A.J.: The Worker-communist Party of Iran, as I mentioned earlier, represents the left in this era in the history of Iran. Socialism, equality and social justice are identified with the WPI.

There are some other small left organizations, but they are marginal and don’t constitute a noticeable force. As a social movement, they are filled with nationalistic sentiments and policies. Also they were partly supporting the Khatami’s project.

The chances for the left to lead a social revolution in Iran are noticeable. In fact, there is a window of opportunity and that is the excitement of the events today. What is pushing the left forward and providing the social basis for its success is the revolutionary movement in Iran.

However, I should also add that the success is not guaranteed. The victory is not written on our forehead. We have many challenges to confront. Many things have to be done.

ATC: At one time, before its alliance with Saddam Hussein, the Peoples Mojahedin Organization of Iran (PMOI) was a significant opposition force. Does it retain any support or is it a relic of the past?

A.J.: At no time in the past twenty years has the Mojahedin have been a social force. Yes, they were organized. Yes, they have or had lots of resources. But no, they have not been a social force.

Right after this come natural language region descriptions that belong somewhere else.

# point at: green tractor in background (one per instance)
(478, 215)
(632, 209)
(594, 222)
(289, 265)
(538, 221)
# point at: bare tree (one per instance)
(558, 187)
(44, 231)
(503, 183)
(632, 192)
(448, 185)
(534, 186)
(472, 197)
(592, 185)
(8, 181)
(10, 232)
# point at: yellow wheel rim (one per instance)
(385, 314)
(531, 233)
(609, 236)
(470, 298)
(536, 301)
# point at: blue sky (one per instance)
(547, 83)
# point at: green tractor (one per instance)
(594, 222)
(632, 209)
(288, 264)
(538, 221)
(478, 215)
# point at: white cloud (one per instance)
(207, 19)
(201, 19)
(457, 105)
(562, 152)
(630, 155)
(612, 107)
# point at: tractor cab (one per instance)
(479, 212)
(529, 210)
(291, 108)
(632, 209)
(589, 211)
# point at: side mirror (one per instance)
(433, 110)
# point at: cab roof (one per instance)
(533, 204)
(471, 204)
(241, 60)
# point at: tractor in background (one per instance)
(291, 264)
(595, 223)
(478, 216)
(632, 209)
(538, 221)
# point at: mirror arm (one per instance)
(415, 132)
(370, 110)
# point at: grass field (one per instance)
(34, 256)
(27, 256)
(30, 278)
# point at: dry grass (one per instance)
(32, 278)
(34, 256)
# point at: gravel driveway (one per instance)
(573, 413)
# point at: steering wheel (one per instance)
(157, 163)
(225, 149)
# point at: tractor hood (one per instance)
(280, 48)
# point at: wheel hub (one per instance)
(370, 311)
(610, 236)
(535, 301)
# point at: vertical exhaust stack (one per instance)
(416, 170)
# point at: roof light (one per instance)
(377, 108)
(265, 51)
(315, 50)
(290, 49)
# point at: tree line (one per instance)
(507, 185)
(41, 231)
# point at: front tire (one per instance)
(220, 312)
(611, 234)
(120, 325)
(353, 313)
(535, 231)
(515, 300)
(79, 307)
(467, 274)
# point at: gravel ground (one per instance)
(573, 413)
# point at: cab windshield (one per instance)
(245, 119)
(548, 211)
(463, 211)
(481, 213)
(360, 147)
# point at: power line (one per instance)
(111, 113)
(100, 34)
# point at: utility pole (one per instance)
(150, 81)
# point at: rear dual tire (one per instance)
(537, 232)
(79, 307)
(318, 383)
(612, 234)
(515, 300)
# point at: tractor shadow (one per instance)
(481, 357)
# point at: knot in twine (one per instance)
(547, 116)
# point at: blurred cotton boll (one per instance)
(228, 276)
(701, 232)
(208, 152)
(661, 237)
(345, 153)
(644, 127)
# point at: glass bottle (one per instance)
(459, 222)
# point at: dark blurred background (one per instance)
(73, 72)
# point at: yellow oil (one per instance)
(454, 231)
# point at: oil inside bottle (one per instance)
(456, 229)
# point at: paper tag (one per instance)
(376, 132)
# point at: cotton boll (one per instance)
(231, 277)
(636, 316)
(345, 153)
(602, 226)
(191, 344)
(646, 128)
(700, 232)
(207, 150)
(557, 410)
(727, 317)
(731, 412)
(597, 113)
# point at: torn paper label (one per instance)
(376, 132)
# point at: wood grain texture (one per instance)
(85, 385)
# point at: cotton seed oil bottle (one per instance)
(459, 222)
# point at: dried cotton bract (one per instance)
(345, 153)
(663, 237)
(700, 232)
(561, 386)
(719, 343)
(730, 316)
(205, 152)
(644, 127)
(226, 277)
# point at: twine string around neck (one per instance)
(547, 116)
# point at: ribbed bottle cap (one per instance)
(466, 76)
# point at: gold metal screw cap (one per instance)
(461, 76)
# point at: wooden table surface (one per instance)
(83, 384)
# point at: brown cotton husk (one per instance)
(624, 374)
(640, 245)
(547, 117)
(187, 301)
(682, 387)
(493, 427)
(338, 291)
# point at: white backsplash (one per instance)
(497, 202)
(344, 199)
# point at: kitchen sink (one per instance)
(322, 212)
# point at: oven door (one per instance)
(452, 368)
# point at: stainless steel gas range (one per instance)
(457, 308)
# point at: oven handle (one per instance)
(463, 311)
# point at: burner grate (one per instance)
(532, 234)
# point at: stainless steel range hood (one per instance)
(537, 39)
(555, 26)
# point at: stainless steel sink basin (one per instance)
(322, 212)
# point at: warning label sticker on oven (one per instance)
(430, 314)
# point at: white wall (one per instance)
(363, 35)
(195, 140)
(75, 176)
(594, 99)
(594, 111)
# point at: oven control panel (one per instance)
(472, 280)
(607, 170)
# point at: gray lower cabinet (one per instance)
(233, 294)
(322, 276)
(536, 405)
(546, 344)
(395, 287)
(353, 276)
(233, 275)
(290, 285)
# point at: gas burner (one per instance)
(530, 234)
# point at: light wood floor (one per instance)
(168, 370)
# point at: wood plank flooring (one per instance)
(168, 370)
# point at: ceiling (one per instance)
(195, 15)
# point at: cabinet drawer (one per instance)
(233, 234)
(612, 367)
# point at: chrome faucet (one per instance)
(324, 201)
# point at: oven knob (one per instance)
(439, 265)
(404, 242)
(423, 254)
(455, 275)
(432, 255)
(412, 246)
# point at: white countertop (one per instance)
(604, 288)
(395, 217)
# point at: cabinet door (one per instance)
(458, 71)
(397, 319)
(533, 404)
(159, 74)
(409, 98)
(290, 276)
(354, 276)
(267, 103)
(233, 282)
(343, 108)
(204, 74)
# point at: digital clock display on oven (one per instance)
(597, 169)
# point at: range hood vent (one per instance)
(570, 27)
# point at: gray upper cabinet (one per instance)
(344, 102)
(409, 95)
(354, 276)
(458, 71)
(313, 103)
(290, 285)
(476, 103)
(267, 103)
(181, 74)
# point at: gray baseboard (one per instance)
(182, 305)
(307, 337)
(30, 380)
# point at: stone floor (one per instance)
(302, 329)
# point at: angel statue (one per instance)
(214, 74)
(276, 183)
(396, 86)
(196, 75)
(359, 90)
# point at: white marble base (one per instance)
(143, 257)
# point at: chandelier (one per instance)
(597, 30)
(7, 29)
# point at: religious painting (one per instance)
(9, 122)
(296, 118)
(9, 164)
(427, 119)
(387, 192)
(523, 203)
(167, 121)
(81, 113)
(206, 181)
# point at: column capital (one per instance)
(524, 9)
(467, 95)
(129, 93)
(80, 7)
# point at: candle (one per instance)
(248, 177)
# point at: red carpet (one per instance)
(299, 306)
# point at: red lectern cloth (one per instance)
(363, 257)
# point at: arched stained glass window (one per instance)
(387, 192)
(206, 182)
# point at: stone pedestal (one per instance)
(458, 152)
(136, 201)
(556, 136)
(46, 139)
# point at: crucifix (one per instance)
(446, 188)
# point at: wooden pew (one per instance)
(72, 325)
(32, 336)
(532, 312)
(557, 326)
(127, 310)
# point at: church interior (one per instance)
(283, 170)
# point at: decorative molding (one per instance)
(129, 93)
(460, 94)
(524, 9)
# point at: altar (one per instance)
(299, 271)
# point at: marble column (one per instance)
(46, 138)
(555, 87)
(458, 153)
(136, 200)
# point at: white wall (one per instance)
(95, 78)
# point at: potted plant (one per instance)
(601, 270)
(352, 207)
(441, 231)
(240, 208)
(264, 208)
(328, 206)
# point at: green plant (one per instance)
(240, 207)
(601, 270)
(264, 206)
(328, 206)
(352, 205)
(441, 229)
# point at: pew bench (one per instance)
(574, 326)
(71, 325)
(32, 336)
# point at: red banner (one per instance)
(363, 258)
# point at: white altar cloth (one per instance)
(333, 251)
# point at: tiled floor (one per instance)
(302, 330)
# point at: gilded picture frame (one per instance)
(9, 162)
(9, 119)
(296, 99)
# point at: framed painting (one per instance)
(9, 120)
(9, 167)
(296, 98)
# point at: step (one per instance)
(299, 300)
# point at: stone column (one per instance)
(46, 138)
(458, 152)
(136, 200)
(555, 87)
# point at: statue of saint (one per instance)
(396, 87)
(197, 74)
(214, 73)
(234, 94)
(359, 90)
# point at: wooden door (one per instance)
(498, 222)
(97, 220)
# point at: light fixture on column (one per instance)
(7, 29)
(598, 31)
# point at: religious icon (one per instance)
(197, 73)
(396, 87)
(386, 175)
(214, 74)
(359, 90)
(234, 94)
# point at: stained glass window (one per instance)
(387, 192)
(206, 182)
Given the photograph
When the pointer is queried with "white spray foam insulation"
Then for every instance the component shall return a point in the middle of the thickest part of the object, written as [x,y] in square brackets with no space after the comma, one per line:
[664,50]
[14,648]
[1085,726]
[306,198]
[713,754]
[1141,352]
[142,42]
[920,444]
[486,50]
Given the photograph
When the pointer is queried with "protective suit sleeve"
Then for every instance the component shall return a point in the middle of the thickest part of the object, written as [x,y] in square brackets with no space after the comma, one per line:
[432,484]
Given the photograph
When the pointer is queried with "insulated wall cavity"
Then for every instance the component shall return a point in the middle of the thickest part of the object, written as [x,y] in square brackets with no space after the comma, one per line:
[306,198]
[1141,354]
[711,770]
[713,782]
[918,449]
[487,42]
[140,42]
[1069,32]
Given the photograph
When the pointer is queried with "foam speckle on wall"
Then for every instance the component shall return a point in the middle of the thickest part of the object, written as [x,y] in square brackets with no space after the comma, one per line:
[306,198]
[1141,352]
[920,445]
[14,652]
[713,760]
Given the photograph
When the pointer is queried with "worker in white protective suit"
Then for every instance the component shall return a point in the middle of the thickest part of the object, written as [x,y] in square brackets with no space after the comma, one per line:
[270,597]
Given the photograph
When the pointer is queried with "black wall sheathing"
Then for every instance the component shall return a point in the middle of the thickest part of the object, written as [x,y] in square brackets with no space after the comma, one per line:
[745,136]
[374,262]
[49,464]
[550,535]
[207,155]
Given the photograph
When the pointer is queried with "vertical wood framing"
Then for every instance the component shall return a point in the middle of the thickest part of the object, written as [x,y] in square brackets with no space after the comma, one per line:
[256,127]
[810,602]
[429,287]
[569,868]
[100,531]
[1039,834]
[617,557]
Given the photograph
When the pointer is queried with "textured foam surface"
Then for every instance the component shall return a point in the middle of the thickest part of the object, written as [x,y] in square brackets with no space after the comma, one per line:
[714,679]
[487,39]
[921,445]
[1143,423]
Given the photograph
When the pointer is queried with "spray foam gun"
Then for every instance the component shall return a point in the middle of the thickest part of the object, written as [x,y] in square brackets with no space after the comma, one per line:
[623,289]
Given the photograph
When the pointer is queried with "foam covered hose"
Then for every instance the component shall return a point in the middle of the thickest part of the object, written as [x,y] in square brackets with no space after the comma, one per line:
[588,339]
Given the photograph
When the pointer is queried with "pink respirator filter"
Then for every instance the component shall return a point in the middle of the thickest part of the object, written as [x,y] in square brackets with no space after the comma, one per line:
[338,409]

The Mojahedin are in my opinion a religious-political sect. They don’t have any root in any social movement in Iran. They don’t represent any social movement, right or left, reactionary or progressive. They are a religious sect. The society in its developments and changes does not resort to these religious antisocial sects or permit them to gain an upper hand.

Furthermore, one of the characteristics of the social movement in Iran is its anti-religious character. The people who are trying to get rid of an Islamic regime would not grant any chance to any religious grouping.

Mojahedin have no future in Iran’s developments. The end of the Islamic regime would also mean the demise of political Islam. This would change the political scene in the Middle East.